第1回 効果的な英語学習方法 ~教材の活用法~

みなさん、こんにちは。
「通信講座や英語学習書籍をたくさん買うのですが、どう学習したら確実に英語力がつきますか」といったご相談を受けます。「この山積みの教材、どうしたらいいの?」と感じている方のために、教材活用法をご紹介します。
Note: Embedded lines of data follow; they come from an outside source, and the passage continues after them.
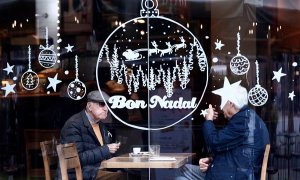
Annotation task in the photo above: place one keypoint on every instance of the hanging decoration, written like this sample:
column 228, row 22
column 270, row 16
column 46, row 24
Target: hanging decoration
column 47, row 57
column 9, row 88
column 76, row 89
column 29, row 79
column 239, row 64
column 258, row 95
column 292, row 95
column 53, row 82
column 8, row 69
column 158, row 55
column 278, row 74
column 219, row 44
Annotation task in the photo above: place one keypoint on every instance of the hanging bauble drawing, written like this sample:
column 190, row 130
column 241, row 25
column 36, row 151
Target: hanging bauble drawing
column 29, row 79
column 239, row 64
column 76, row 89
column 258, row 95
column 157, row 55
column 47, row 57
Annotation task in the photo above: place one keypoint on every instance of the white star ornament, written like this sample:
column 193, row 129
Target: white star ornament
column 227, row 92
column 278, row 74
column 9, row 88
column 53, row 82
column 69, row 48
column 8, row 69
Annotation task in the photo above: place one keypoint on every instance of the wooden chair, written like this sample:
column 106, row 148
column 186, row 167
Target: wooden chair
column 265, row 163
column 49, row 157
column 68, row 159
column 34, row 161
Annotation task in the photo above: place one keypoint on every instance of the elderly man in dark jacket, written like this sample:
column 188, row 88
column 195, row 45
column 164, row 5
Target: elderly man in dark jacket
column 92, row 139
column 238, row 148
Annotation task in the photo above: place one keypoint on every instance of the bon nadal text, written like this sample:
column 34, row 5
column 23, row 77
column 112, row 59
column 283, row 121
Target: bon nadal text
column 122, row 102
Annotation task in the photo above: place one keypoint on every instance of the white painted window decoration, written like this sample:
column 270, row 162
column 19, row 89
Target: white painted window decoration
column 239, row 64
column 29, row 79
column 159, row 55
column 76, row 89
column 47, row 57
column 258, row 95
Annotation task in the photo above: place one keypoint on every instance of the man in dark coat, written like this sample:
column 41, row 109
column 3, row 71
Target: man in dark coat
column 238, row 148
column 92, row 139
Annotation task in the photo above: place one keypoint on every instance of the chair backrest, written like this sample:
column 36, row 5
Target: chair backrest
column 265, row 163
column 49, row 157
column 68, row 159
column 33, row 137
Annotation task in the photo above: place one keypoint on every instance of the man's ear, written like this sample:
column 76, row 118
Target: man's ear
column 88, row 106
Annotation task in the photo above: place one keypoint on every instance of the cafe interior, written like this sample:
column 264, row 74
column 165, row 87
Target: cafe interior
column 160, row 60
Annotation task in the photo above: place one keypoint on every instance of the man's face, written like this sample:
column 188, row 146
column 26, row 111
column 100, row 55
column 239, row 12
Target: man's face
column 98, row 110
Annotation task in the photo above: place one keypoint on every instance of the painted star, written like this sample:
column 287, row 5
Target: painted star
column 69, row 48
column 292, row 95
column 9, row 88
column 227, row 92
column 219, row 44
column 53, row 82
column 203, row 112
column 278, row 74
column 8, row 69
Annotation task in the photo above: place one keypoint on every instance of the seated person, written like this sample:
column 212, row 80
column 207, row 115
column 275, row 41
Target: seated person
column 238, row 148
column 92, row 139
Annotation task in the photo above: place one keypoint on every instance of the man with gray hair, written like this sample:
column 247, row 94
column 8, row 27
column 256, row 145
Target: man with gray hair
column 238, row 148
column 93, row 141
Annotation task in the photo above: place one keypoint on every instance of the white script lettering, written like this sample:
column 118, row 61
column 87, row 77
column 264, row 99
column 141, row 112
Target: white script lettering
column 121, row 102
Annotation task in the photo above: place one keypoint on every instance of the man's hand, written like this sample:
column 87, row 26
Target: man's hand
column 204, row 164
column 113, row 147
column 211, row 114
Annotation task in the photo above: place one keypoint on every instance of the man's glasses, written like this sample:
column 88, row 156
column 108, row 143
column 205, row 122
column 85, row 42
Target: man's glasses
column 101, row 104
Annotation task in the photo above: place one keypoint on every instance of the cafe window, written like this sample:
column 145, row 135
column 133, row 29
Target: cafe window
column 160, row 62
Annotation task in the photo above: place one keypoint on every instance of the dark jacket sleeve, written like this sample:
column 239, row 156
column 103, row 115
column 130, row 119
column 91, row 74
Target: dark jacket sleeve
column 227, row 138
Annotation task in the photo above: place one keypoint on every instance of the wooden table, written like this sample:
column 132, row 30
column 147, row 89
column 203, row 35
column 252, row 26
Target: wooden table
column 125, row 161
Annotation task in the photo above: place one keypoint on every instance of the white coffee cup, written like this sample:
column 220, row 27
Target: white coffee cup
column 136, row 150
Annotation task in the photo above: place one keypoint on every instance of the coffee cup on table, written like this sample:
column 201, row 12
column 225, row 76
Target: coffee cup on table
column 136, row 150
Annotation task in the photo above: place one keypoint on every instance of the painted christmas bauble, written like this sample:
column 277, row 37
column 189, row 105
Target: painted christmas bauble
column 47, row 58
column 239, row 65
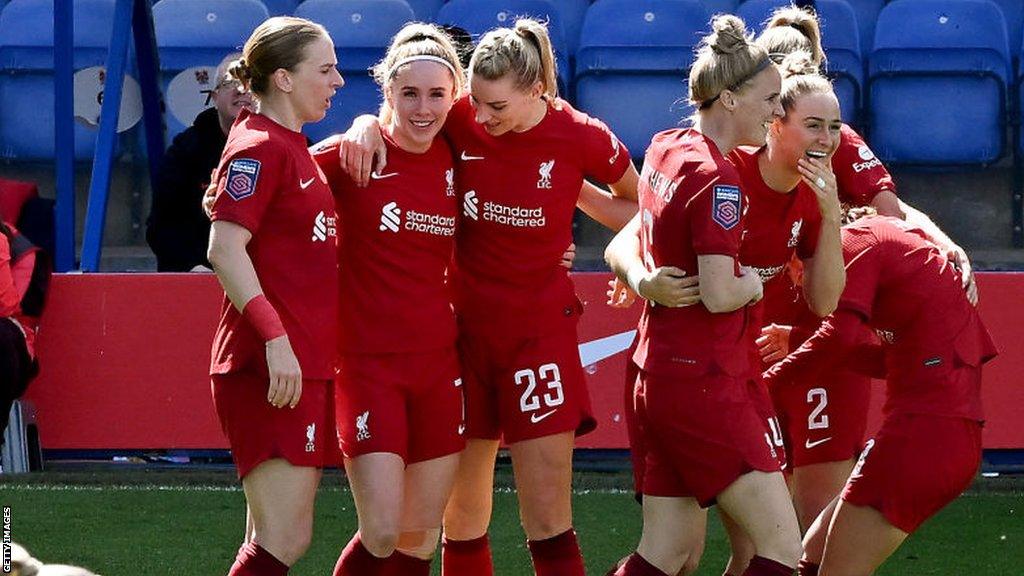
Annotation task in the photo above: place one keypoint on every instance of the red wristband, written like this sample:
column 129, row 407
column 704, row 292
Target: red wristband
column 263, row 318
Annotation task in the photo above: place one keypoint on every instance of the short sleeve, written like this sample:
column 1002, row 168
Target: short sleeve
column 808, row 243
column 716, row 215
column 605, row 159
column 325, row 153
column 247, row 182
column 859, row 173
column 863, row 272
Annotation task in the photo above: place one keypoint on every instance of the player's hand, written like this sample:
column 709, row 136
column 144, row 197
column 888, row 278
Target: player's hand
column 286, row 375
column 818, row 175
column 753, row 276
column 360, row 146
column 958, row 258
column 569, row 256
column 669, row 286
column 210, row 195
column 620, row 295
column 773, row 343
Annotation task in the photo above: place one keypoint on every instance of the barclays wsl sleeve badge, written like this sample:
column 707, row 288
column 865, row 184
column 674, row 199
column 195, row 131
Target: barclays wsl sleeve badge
column 242, row 176
column 726, row 208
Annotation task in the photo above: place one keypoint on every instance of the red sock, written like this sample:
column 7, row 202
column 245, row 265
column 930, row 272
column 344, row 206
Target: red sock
column 558, row 556
column 355, row 560
column 636, row 565
column 253, row 560
column 761, row 566
column 807, row 568
column 466, row 558
column 403, row 565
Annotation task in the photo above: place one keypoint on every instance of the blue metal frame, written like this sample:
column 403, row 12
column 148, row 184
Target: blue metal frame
column 129, row 15
column 65, row 134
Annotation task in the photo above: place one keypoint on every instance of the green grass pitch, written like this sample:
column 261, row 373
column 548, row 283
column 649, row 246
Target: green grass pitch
column 122, row 524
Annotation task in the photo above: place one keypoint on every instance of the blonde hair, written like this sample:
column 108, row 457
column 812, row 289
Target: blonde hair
column 791, row 29
column 801, row 77
column 278, row 43
column 417, row 39
column 523, row 50
column 726, row 60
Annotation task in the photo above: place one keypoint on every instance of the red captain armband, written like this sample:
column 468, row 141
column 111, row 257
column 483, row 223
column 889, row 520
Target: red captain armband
column 263, row 318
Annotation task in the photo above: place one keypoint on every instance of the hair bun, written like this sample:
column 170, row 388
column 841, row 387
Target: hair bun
column 798, row 64
column 729, row 35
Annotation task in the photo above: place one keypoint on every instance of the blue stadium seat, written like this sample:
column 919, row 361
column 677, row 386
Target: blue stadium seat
column 937, row 82
column 27, row 92
column 632, row 66
column 841, row 40
column 361, row 31
column 281, row 7
column 867, row 14
column 425, row 10
column 478, row 16
column 193, row 37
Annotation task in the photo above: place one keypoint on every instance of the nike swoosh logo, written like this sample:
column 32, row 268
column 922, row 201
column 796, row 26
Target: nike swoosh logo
column 538, row 417
column 810, row 444
column 596, row 351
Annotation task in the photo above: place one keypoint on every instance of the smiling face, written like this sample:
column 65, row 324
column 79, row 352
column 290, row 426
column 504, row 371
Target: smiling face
column 757, row 107
column 502, row 107
column 314, row 80
column 420, row 94
column 811, row 128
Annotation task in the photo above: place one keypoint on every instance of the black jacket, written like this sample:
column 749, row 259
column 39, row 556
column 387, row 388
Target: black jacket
column 177, row 230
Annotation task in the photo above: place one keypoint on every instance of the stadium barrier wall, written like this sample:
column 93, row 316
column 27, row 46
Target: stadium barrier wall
column 124, row 361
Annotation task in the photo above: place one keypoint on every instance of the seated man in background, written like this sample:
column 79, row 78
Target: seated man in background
column 177, row 231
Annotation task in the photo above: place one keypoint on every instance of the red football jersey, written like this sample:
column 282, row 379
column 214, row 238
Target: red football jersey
column 518, row 194
column 395, row 244
column 859, row 174
column 268, row 182
column 777, row 225
column 691, row 204
column 902, row 285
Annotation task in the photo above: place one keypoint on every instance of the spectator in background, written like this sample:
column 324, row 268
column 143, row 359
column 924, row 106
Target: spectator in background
column 23, row 285
column 178, row 231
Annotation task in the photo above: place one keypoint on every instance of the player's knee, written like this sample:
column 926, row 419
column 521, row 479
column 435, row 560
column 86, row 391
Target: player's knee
column 420, row 543
column 379, row 538
column 690, row 566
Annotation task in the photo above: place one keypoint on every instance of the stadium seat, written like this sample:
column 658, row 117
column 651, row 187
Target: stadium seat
column 361, row 31
column 937, row 82
column 193, row 37
column 478, row 16
column 281, row 7
column 425, row 10
column 632, row 66
column 27, row 81
column 841, row 40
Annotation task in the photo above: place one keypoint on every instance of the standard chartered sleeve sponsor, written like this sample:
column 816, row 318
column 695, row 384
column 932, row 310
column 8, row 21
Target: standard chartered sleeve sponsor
column 514, row 215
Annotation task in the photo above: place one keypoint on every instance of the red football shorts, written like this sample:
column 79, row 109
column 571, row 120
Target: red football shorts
column 406, row 404
column 257, row 432
column 699, row 435
column 765, row 408
column 915, row 465
column 823, row 422
column 524, row 387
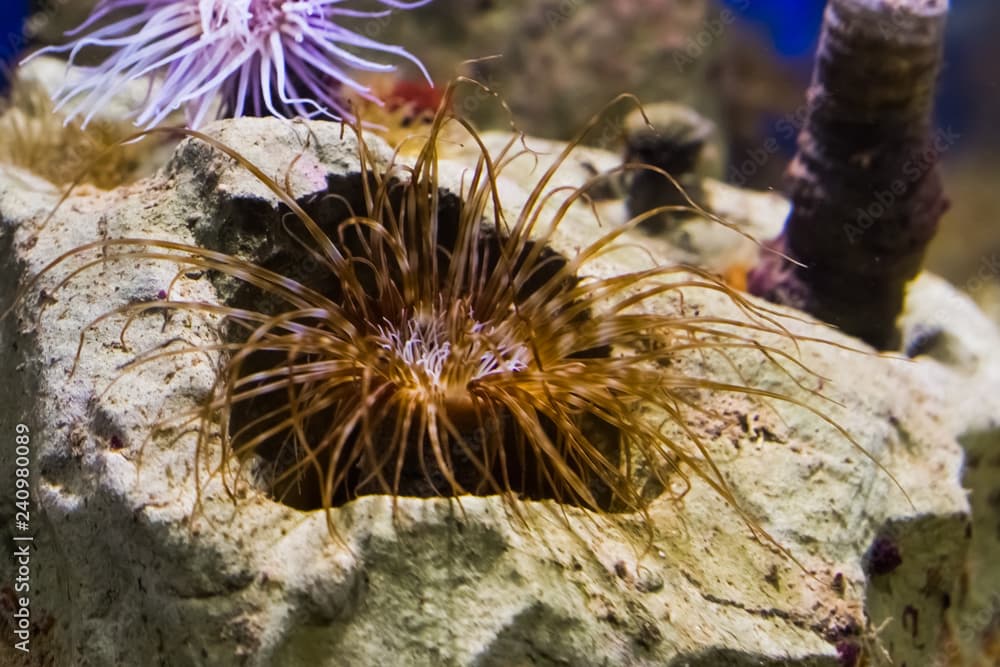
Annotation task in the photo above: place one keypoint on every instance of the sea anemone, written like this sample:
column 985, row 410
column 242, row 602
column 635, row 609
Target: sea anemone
column 34, row 137
column 442, row 349
column 278, row 57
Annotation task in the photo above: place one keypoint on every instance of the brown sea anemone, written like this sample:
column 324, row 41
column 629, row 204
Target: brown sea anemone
column 444, row 349
column 35, row 137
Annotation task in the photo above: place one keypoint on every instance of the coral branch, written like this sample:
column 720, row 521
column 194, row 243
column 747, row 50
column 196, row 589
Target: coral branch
column 864, row 184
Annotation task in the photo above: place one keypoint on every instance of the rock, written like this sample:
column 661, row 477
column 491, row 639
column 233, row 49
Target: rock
column 124, row 570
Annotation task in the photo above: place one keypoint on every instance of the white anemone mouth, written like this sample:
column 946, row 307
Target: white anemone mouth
column 436, row 355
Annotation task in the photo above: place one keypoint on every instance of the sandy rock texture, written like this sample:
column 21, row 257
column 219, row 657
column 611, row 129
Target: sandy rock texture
column 130, row 568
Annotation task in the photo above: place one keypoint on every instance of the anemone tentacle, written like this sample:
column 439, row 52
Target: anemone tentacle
column 277, row 57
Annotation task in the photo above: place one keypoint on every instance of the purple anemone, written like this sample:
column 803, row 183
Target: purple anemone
column 257, row 57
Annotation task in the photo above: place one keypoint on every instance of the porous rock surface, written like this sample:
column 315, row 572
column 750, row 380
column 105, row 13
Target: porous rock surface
column 127, row 570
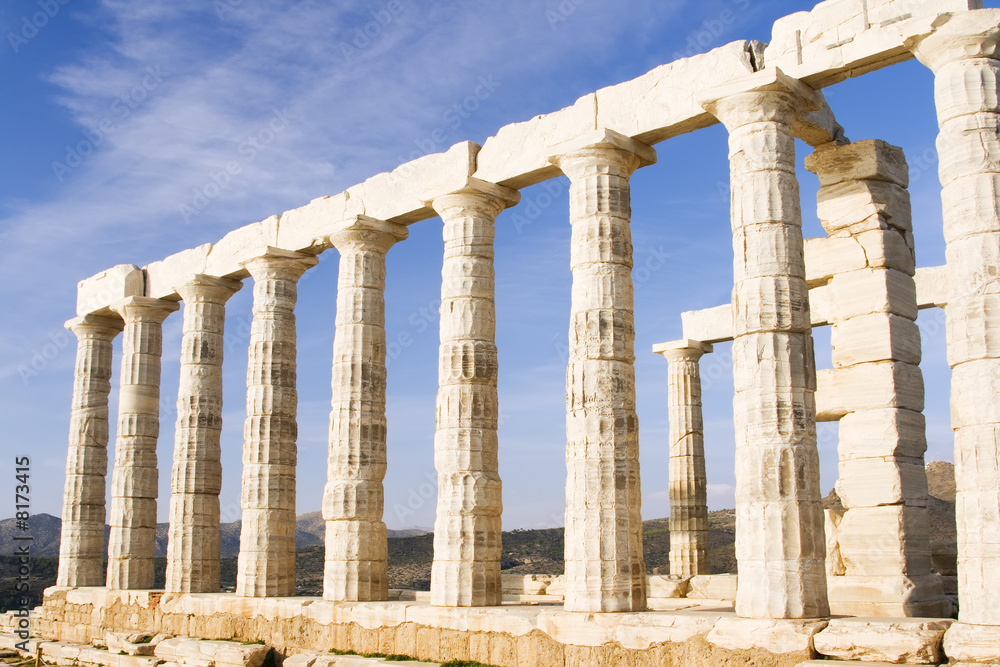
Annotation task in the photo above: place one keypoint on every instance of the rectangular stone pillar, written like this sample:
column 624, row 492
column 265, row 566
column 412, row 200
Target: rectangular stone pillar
column 196, row 475
column 605, row 570
column 467, row 549
column 81, row 543
column 780, row 544
column 266, row 563
column 353, row 499
column 964, row 56
column 688, row 490
column 135, row 481
column 883, row 536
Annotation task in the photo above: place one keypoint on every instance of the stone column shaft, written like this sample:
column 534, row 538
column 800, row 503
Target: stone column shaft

「英語が聞き取れない」「英語をいつまでたっても流暢に話せない」と苦手意識を持っている人が多いように感じます。語学学習は「聞く・話す・読む・書く」の4技能の力をバランスよく身に付けることが理想ですが、語学をものにするためには、まずはその音を声に出して真似ることから始まります。語学習得の基本はとにかく「覚えて使う」ことに尽きます。そして「覚える」とは、長期記憶に残る覚え方をすることです。そのためにも音源のついている教材を使うことをお勧めします。音源のついている教材を使えば、4技能のすべての力を付けていくことが可能です。

下準備

まずは音源を用意しておきましょう。中・上級者はナチュラルスピードの音源を活用しましょう。初級者は学習者向けのゆっくりした音源の教材を活用することをお勧めします。

最終目標

全ての文を覚えて同じように言える・書けるようになることを目指します。表現が多く含まれる教材であれば、数か月がかりになるかもしれませんが、基礎トレーニングを継続することで、教材で紹介されているすべての表現が自分のものになります。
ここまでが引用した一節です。